Ultima scommessa di Marcos
«Non è la prima scommessa mortale del subcomandante. Ma forse è l'ultima». Quando ho letto queste parole finali del pezzo di Roberto Zanini da Città del Messico ho cercato qualcosa di ferro da strofinare. Già il certificato di morte stilato da Anna Maria Merlo per gli «altermondialistes» francesi, dopo le divisioni all'assemblea nazionale di Attac, mi aveva turbato. Quindi, se i miei amici Roberto e Anna Maria consentono, vorrei discutere le loro frettolose - secondo me - conclusioni, specialmente quella a carico dell'Ezln. Approfondire fa bene, visto che il problema, in Messico, in Francia e in Italia, è il medesimo, sebbene in climi sociali e sistemi politici differenti. Questo problema è così enunciabile: in epoca di globalizzazione, cioè in un contesto assai diverso dal Novecento degli Stati-nazione, qual è la via per cambiare le cose? Solo la via elettorale, l'azione sociale, o l'una e l'altra cosa insieme?
Gli zapatisti, nel loro paese, si sono dati questa risposta: la via elettorale non serve pressoché a niente, perché le istituzioni sono profondamente corrotte dai settant'anni del Pri e dalla successiva invasione liberista (da Salinas de Gortari a Vicente Fox). Per ricostruire la nazione e la sua sovranità, hanno concluso gli zapatisti, bisogna ricostruire, con l'Altra campagna, una forma di collegamento o organizzazione originale, «dal basso», che sia già una forma di auto-governo, tra gli esclusi della polarizzazione sociale messicana, che è paragonabile solo a quella brasiliana. Basti dire che oltre la metà dei messicani sono, dal punto di vista dell'economia formale (quella del Pil), semplicemente inesistenti.

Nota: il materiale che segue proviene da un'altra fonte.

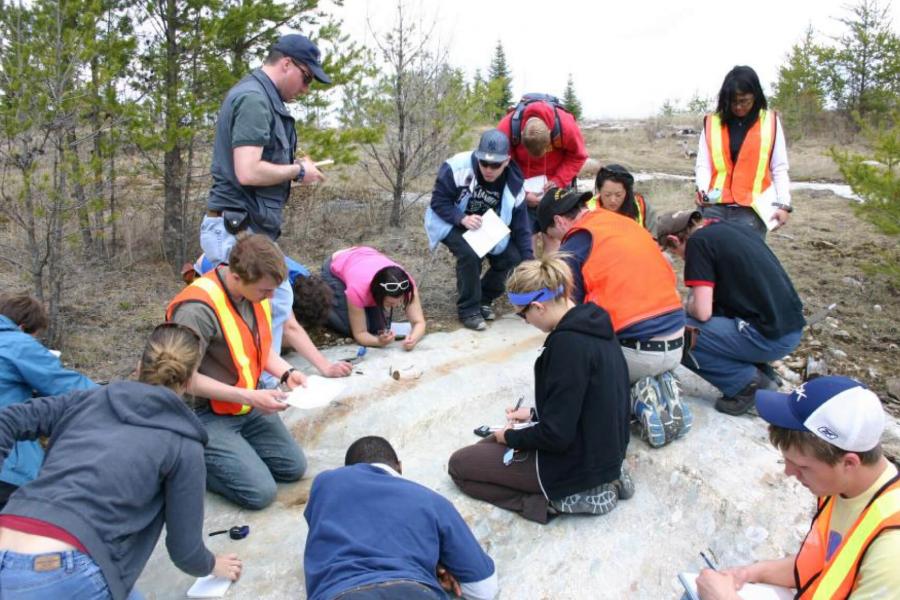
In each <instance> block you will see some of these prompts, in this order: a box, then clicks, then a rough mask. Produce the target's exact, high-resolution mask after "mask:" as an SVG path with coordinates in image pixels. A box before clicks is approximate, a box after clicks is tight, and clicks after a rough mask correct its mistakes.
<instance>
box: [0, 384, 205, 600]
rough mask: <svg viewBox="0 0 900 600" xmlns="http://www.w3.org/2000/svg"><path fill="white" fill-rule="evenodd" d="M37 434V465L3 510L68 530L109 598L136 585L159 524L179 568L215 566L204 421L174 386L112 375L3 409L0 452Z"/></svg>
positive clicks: (156, 539)
mask: <svg viewBox="0 0 900 600" xmlns="http://www.w3.org/2000/svg"><path fill="white" fill-rule="evenodd" d="M39 436H49V437H50V442H49V447H48V450H47V457H46V459H45V460H44V466H43V467H42V468H41V472H40V474H39V475H38V477H37V479H35V480H34V481H32V482H30V483H28V484H26V485H24V486H22V487H21V488H19V490H18V491H16V492H15V493H14V494H13V495H12V497H11V498H10V500H9V503H7V505H6V508H5V509H4V510H3V513H4V514H10V515H18V516H22V517H30V518H32V519H40V520H41V521H45V522H47V523H50V524H52V525H56V526H57V527H60V528H62V529H64V530H65V531H67V532H68V533H70V534H72V535H73V536H75V537H76V538H77V539H78V541H80V542H81V544H82V545H83V546H84V547H85V548H86V549H87V551H88V554H90V556H91V558H93V559H94V561H95V562H96V563H97V564H98V565H99V566H100V569H101V570H102V571H103V576H104V577H105V578H106V583H107V585H109V589H110V592H112V596H113V598H115V600H124V598H126V597H127V596H128V594H129V592H130V591H131V588H132V587H134V583H135V581H137V578H138V576H140V574H141V571H142V570H143V568H144V565H145V564H146V563H147V560H148V559H149V558H150V554H151V553H152V552H153V548H154V546H156V542H157V540H158V539H159V535H160V532H161V530H162V526H163V524H165V525H166V532H167V533H166V548H167V549H168V551H169V556H171V558H172V561H173V562H174V563H175V565H176V566H177V567H178V568H179V569H181V570H182V571H184V572H186V573H188V574H190V575H194V576H196V577H201V576H204V575H209V573H210V572H212V569H213V566H214V564H215V557H214V556H213V554H212V553H211V552H210V551H209V550H207V549H206V546H205V545H204V543H203V500H204V493H205V489H206V465H205V463H204V461H203V446H204V445H205V444H206V442H207V436H206V430H205V429H204V428H203V425H202V424H201V423H200V421H199V420H198V419H197V417H196V416H195V415H194V413H193V412H192V411H191V410H190V409H189V408H188V407H187V405H186V404H185V403H184V401H183V400H182V399H181V398H179V397H178V395H177V394H175V392H173V391H171V390H170V389H168V388H165V387H160V386H152V385H146V384H143V383H138V382H134V381H117V382H113V383H111V384H109V385H108V386H105V387H101V388H96V389H94V390H88V391H80V392H74V393H70V394H66V395H64V396H53V397H49V398H36V399H33V400H30V401H28V402H25V403H23V404H17V405H15V406H11V407H9V408H7V409H5V410H3V411H0V460H2V458H4V457H5V456H6V455H7V454H8V453H9V450H10V448H11V447H12V445H13V443H14V442H15V441H16V440H24V439H28V440H33V439H37V438H38V437H39Z"/></svg>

A chi ora accusa gli zapatisti di aver contribuito alla sconfitta (per altro dubbia) di Lòpez Obrador, si potrebbe rispondere che il «colpo di Stato tecnico» (come lo ha definito Luis Hernàndez Navarro su La Jornada) grazie al quale presidente sarebbe Felipe Calderòn, dimostra appunto che il sistema è marcio e che le elezioni sono puro teatro. Ma la domanda vera, a proposito del Messico, è un'altra: quale effettiva possibilità c'è di cambiare le cose dal di fuori del sistema politico? O in altre parole: l'Altra campagna ha effettivamente gettato le basi per un'organizzazione politica, e non elettorale, che riunisca e metta in condizione di agire los de abajo?
Non c'è dubbio che la scommessa di Marcos e degli indigeni ribelli del Chiapas sia, come dice Roberto, «mortale». Ma non solo per le sorti dell'Ezln e dei municipi autonomi, bensì per quella metà del paese. Quel che accadrà da ora in poi, darà una risposta. Ma a noi, qui, conviene sperare che la risposta sia positiva.
Conviene, a noi europei e italiani, perché siamo lontani dal Messico ma anche piuttosto vicini. In Francia ci si chiede come mettere a frutto anni di movimenti e dibattiti «altermondialisti», e il «no» al referendumsulla Costituzione europea, e sono i dubbi su come muoversi, e che tipo di rapporto avere con la politica, a spiegare l' impassedi Attac Francia, che poi si traduce in sgradevoli scontri tra persone. E in Italia ci chiediamo, dopo aver fatto il tifo per l'Unione, non se il nuovo governo rappresenta la leva per cambiare il paese - sappiamo che non è così - ma se una società civile autonoma e attiva saprà sfruttare quella che Paolo Ferrero, ministro, definisce (in molto ampia conversazione che pubblichiamo sul settimanale Carta sabato prossimo) la «permeabilità» del centrosinistra, Ciò che, dice Paolo, potrebbe avviare un «circolo virtuoso» tra società e politica. Noi che simpatizziamo con gli zapatisti, siamo meno ottimisti, però almeno bisogna tentare. Fino a prova contraria.